The People's Bible by Joseph Parker
The elder unto the elect lady and her children, whom I love in the truth; and not I only, but also all they that have known the truth;[Note.—"This Epistle is addressed έκλεκτή κυρία. This expression cannot mean the Church (Jerome), nor a particular Church (Cassiodorus), nor the elect Church which comes together on Sundays (Michaelis), nor the Church of Philadelphia (Whiston), nor the Church of Jerusalem (Whitby). An individual woman, who had children, and a sister and nieces, is clearly indicated. Whether her name is given, and if so, what it is, has been doubted. According to one interpretation she is 'the Lady Electa,' to another, 'the elect Kyria,' to a third, 'the elect Lady.'
"The object of St. John in writing the Second Epistle was to warn the lady, to whom he wrote, against abetting the teaching known as that of Basilides and his followers, by perhaps an undue kindness displayed by her, towards the preachers of the false doctrine. After the introductory salutation, the Apostle at once urges on his correspondent the great principle of Love, which with him means right affection springing from right faith and issuing in right conduct. The immediate consequence of the possession of this Love is the abhorrence of heretical misbelief, because the latter, being incompatible with right faith, is destructive of the producing cause of Love, and therefore of Love itself. This is the secret of St. John's strong denunciation of the 'deceiver' whom he designates as 'anti-Christ.' Love is, with him, the essence of Christianity; but love can spring only from right faith. Wrong belief therefore destroys Love and with it Christianity. Therefore says he, 'If there come any unto you and bring not this doctrine, receive him not into your house, neither bid him God speed, for he that biddeth him God speed is partaker of his evil deeds' (2John 1:10-11)."—Smith's Dictionary of the Bible.]

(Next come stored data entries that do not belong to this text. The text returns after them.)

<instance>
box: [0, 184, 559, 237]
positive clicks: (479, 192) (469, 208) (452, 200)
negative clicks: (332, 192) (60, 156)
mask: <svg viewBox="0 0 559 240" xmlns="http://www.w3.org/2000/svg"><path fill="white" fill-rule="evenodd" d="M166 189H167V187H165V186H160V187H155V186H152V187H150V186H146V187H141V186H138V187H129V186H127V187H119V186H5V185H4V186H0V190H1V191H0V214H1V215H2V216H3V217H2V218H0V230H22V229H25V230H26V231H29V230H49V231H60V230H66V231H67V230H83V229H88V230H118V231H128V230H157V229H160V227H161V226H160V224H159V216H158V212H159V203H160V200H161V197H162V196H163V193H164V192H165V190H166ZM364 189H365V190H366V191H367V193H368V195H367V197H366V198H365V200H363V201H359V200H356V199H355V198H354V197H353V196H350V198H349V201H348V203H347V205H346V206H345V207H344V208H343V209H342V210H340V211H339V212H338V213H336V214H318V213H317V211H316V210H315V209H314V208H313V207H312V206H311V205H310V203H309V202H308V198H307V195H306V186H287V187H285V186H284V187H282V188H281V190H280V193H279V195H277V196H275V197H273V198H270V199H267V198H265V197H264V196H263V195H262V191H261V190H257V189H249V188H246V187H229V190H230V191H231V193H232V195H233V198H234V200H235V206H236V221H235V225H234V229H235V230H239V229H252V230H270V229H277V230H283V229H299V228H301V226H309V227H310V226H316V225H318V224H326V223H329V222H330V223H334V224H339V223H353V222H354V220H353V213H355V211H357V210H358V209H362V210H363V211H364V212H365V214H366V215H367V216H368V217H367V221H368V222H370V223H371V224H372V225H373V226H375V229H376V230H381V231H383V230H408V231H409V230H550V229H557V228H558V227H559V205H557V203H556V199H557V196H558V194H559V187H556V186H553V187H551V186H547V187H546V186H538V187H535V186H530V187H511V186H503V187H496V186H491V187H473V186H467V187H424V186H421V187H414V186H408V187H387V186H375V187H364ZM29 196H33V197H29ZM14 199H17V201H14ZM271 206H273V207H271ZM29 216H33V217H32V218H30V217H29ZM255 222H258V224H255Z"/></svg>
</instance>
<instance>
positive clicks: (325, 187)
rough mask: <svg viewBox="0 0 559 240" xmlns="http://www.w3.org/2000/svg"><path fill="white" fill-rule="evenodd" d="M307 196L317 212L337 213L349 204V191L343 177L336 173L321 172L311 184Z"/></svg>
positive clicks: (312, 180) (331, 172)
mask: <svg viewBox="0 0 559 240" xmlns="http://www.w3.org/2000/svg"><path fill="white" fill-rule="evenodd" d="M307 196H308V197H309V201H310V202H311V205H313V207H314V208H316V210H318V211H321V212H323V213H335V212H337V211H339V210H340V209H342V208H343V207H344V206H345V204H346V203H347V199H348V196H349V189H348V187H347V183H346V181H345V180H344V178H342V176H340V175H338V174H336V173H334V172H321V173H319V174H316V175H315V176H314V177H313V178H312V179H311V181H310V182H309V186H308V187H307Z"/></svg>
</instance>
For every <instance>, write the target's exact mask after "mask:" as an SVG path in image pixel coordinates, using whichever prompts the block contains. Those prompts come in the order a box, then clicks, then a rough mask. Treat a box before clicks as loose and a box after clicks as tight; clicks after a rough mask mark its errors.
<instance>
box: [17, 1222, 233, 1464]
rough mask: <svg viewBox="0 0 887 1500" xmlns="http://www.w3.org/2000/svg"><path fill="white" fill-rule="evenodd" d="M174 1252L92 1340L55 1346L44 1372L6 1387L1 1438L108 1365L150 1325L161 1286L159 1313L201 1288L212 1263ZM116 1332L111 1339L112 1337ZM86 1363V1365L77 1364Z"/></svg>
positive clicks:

1. The elder [signifies no official position, but is used to indicate one who belongs to the first generation of Christian believers] unto the elect lady [an individual Christian woman, Kyria] and her children, whom I love in the truth [with true love]; and not I only, but also all they that have known the truth ["Truth" is used five times in this Epistle, six times in 3 John. The best way of loving in Truth is to love for Truth];
2. For the truth's sake, which dwelleth in us, and shall be with us for ever [an instance of the oratic variata],
3. Grace be with you, mercy, and peace [a reference possibly to St. Paul's Apostolic salutation in two Epistles only (1Timothy 1:2; 2Timothy 1:2)], from God the Father, and from the Lord Jesus Christ [omit the word God], the Son of the Father, in truth and love.
4. I rejoiced greatly that I found of thy children [some of the number of thy children] walking in truth, as we have received a commandment from the Father.
5. And now I beseech thee, lady [I beseech thee, Kyria! 2John 1:5 and 2John 1:6 carry with them irresistible evidence of coming from the heart and pen of St. John], not as though I wrote a new commandment unto thee, but that which we had from the beginning, that we love one another.
6. And this is love, that we walk after his commandments. This is the commandment, That, as ye have heard from the beginning, ye should walk in it.
7. For many deceivers are entered into the world, who confess not that Jesus Christ is come in the flesh. [The incarnation is here viewed as a present living principle.] This is a deceiver and an antichrist.
8. Look to yourselves [the emphatic to yourselves implies St. John's absence very strongly. Cf. Philippians 2:12] that we lose not those things which we have wrought, but that we receive a full reward.
9. Whosoever transgresseth, and abideth not in the doctrine of Christ, hath not God. He that abideth in the doctrine of Christ, he hath both the Father and the Son.
10. If there come any unto you, and bring not this doctrine, receive him not into your house, neither bid him God speed [and good speed him not The liturgical practice of repeating "the Lord be with you" after the Creed, as "a symbol and bond of peace" has been traced to this verse]:
12. Having many things to write unto you, I would not write with paper and ink: but I trust [hope] to come unto you, and speak face to face [lit. "mouth to mouth," Cf. Galatians 4:19-20] that our joy may be full.
13. The children of thy elect sister greet thee. Amen.
Note.—The annotations in this and in the following chapter are taken from The Speaker's Commentary. (London: John Murray.) Strongly recommended as a guide in verbal criticism.